Where else can we find an aid to the imagination? I can think of only one thing in our common experience that begins to approach the complexity and finesse of cellular reproduction: computers. In a computer, tens or hundreds of millions of microscopically small electronic switches are opened and shut each second, in precise sequence, with essentially zero tolerance for error. If even one of millions of switches fails to open or shut at the correct moment, the system can crash.
Granted that even the largest computers are still pale imitations of the complexity of a living organism, but the fact that computers work at all, as reliably as they do, makes cellular reproduction easier to grasp.
A [December 1995] issue of the journal Science was partly devoted to progress in understanding DNA replication. The articles were technical, but it is clear to even the casual reader that substantial progress is being made toward unraveling the riddle of life. To paraphrase Churchill: We are not at the end of understanding DNA replication. We are not even at the beginning of the end. But we are at the end of the beginning.
It’s striking how often their authors use the metaphor of machines. “Cellular machinery.” “Molecular machines.” “Molecular motors.” “Replication mechanisms.” “Mechanisms for maintenance of DNA ends.” And so on. Life as a machine. It is a metaphor that has been deeply ingrained in scientific thought since the 17th century, when a scientific revolution coincided with a time of mechanical innovation.
The old metaphor apparently has some life in it yet. At least, no more fruitful metaphor has come along. But the mechanical metaphor has taken on a new slant. It is not the clockwork of gears and levers that best represents the machinery of life, but the silicon chip.

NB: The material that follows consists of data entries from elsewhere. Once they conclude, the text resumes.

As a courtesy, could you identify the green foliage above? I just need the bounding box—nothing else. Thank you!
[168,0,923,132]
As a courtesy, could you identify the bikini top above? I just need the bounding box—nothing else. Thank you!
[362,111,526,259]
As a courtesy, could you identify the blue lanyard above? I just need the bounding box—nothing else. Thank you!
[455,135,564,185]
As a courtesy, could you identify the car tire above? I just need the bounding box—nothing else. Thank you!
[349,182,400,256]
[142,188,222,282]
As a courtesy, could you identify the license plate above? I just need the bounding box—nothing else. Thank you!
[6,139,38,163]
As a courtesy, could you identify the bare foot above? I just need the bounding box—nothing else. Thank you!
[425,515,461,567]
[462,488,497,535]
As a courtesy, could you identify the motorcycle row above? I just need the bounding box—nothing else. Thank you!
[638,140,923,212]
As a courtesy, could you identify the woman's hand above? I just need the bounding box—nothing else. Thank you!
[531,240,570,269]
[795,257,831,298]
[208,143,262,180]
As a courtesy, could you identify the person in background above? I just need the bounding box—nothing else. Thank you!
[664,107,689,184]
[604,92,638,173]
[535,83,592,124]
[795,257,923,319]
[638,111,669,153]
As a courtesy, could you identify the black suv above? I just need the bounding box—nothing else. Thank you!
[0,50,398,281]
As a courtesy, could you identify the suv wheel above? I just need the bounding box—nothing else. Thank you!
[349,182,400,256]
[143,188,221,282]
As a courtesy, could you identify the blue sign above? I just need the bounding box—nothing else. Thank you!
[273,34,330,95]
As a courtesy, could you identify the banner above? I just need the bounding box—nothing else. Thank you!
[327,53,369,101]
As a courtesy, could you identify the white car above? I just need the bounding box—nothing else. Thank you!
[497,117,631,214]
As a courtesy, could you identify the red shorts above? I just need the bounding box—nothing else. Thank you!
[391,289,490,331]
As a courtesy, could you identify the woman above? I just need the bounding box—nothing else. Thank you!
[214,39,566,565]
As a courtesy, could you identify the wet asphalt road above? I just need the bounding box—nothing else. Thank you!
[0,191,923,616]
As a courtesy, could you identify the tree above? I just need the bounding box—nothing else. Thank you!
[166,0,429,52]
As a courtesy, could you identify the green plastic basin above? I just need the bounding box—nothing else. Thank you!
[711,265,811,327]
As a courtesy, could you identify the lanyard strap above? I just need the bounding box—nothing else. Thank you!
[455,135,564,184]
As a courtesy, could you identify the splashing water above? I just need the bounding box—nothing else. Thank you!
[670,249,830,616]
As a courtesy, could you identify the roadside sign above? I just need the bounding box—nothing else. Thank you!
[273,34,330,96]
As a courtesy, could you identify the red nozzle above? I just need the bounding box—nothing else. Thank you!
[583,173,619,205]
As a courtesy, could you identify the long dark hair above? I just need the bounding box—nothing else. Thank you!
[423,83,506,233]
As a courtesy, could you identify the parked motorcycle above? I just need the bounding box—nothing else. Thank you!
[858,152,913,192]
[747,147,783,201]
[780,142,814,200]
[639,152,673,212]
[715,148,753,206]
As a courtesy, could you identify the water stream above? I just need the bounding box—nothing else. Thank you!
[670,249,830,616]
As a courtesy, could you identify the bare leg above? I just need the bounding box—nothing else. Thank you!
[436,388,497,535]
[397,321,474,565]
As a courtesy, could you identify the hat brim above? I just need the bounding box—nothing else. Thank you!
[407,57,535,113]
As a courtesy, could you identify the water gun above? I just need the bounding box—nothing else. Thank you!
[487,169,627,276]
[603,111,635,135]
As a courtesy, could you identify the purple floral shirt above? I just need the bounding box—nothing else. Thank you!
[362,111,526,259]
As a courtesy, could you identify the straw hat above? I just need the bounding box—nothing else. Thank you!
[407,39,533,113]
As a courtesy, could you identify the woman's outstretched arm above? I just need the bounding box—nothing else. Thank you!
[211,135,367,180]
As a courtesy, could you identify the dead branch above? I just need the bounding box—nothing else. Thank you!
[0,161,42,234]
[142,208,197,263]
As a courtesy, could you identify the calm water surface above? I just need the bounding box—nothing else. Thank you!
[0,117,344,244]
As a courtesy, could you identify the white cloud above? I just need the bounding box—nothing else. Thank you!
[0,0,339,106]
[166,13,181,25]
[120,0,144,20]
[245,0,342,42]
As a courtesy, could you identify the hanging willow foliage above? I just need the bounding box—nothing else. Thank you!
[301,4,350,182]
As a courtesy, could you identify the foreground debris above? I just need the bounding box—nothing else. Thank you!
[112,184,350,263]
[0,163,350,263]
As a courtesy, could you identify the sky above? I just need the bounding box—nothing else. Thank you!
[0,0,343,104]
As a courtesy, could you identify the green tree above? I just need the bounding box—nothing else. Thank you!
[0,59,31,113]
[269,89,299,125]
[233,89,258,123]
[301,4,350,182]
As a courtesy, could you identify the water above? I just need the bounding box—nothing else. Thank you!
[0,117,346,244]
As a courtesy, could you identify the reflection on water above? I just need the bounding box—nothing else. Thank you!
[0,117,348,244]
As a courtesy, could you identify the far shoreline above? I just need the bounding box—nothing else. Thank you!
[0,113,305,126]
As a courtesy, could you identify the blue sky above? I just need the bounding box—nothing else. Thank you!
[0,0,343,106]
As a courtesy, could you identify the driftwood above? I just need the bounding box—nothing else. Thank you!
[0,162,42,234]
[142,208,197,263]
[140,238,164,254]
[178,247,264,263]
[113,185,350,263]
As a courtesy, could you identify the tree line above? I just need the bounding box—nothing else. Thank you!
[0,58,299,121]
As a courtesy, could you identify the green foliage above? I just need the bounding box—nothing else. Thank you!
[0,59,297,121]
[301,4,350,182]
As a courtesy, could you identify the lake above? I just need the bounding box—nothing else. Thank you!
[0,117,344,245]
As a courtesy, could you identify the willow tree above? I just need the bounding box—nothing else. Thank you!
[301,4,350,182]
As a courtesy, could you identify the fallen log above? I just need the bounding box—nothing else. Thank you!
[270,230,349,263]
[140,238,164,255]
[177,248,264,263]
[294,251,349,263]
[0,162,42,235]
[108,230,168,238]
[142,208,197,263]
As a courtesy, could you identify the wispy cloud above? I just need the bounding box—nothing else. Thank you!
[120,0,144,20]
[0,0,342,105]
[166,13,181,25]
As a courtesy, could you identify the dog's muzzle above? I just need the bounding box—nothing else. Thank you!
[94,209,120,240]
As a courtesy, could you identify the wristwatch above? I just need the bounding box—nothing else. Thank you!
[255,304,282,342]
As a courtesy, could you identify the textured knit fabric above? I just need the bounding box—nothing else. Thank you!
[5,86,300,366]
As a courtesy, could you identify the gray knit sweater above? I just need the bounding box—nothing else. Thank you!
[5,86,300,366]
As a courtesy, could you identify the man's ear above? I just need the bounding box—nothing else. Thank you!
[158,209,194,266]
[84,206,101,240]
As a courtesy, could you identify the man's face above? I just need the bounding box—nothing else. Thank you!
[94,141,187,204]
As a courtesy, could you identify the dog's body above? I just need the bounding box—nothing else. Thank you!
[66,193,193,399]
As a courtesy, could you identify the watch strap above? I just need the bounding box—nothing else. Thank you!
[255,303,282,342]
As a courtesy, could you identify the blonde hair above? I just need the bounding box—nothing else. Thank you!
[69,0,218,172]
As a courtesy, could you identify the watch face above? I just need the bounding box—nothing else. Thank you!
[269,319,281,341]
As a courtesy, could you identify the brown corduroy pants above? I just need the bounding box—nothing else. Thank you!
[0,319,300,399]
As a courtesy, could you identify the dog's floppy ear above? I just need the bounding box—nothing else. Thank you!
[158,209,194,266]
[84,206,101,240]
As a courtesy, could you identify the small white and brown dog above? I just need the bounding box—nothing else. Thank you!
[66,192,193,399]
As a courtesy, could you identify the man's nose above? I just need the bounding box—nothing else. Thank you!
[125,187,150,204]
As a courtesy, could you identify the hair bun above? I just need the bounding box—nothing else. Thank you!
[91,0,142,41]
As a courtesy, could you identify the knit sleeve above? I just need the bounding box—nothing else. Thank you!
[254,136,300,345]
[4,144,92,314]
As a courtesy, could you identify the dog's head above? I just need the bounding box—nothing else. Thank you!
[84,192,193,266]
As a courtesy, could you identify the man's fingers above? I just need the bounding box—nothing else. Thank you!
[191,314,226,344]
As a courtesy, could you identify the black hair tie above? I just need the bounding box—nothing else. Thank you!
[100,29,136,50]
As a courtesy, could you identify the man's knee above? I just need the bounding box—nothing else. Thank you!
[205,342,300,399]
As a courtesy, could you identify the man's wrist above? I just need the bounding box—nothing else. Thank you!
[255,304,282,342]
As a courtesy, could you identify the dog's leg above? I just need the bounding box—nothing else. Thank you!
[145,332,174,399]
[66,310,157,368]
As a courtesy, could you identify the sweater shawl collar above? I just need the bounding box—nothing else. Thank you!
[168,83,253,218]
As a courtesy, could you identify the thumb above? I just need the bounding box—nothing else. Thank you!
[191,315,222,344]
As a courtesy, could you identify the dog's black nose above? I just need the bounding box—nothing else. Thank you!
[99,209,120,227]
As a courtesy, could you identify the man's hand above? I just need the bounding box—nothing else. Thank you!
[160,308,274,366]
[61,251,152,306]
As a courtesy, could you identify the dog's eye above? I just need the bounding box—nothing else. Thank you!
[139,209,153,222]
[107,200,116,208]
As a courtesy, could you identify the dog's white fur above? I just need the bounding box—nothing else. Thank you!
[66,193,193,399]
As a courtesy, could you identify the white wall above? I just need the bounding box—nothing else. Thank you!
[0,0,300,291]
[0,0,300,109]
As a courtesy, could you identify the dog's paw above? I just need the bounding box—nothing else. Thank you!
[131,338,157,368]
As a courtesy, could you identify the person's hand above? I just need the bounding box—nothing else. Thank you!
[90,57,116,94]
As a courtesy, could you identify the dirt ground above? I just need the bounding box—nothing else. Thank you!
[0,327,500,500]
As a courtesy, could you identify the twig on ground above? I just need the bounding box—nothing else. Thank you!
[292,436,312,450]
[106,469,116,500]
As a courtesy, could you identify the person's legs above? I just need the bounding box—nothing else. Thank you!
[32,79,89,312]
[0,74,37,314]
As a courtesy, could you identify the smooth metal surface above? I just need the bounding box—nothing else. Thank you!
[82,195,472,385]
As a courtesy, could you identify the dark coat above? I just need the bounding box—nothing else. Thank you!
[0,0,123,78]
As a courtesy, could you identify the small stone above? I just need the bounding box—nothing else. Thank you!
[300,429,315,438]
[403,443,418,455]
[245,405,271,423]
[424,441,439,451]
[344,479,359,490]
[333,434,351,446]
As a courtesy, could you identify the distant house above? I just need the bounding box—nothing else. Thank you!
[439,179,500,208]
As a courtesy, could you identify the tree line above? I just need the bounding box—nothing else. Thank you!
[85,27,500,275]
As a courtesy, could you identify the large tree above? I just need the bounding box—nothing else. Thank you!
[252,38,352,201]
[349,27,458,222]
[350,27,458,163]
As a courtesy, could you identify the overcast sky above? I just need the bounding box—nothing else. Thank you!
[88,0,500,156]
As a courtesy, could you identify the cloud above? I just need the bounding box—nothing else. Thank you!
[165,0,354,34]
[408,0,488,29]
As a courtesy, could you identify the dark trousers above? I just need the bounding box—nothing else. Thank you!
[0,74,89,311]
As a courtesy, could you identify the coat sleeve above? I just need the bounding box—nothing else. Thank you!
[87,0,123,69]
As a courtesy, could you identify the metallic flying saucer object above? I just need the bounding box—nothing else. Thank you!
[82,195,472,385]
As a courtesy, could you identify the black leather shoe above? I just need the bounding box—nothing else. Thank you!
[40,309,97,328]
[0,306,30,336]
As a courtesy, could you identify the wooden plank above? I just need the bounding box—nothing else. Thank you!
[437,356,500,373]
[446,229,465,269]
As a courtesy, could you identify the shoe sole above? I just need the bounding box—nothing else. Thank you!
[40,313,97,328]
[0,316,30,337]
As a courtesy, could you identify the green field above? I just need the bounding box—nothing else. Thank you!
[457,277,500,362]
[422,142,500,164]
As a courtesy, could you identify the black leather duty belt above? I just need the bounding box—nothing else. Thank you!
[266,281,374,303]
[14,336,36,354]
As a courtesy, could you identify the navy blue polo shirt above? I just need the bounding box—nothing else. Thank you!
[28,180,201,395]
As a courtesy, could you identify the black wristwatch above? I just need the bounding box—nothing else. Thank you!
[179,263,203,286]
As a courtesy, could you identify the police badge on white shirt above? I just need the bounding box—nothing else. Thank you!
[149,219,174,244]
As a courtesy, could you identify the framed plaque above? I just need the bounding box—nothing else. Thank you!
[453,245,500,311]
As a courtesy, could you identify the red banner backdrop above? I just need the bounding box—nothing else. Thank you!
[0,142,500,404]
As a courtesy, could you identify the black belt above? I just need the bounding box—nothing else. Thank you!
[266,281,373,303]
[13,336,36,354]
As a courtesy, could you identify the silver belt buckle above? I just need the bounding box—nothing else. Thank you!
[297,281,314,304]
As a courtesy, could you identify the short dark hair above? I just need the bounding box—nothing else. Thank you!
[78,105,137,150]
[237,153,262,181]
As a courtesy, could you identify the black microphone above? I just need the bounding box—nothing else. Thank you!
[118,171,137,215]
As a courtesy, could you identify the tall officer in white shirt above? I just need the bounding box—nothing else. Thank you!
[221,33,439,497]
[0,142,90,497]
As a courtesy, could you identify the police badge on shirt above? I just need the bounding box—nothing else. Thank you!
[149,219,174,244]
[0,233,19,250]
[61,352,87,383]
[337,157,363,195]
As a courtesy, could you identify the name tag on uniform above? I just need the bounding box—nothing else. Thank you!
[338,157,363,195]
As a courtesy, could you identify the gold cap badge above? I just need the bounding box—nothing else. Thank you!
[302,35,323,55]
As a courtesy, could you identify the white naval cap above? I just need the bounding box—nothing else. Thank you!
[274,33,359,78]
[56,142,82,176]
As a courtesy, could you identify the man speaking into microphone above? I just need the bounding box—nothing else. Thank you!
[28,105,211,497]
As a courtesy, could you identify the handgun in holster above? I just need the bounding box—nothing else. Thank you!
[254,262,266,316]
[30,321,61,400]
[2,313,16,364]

A completely functional digital computer could be made out of mechanical gears and levers, but such a machine would be mammoth, cumbersome and slow. What goes on inside an electronic computer is closer in scale — of size and speed — to what happens inside a living cell. Indeed, the computer has become an indispensable tool of molecular biologists. Only with computers can they begin to give visible representation to the exquisite chemical machinery of cellular reproduction.
Many people recoil from the mechanical metaphor for life. They cling to the notion that there is something magical, irreducible and transcendent about life, something that will forever escape the grasp of the molecular biologists with their computer models of chemical structures.
Two things to keep in mind:
1) “Life is a machine” is only a metaphor. All understanding is metaphorical — in science, in poetry, even in theology. No one mistakes the gray-bearded man on the ceiling of the Sistine Chapel for God, but Michelangelo’s powerful metaphor evokes awe and understanding of something essential to the believer’s idea of God. In science, too, we use the metaphors that most fruitfully advance our understanding of nature.
2) The mechanical metaphor for life does not so much reduce the miraculous to the mundane as it elevates the mundane to the miraculous. Remember, “mundane” comes from the Latin mundus, meaning “world.” The more we understand the staggeringly complex molecular machinery of life, the more truly miraculous the world seems.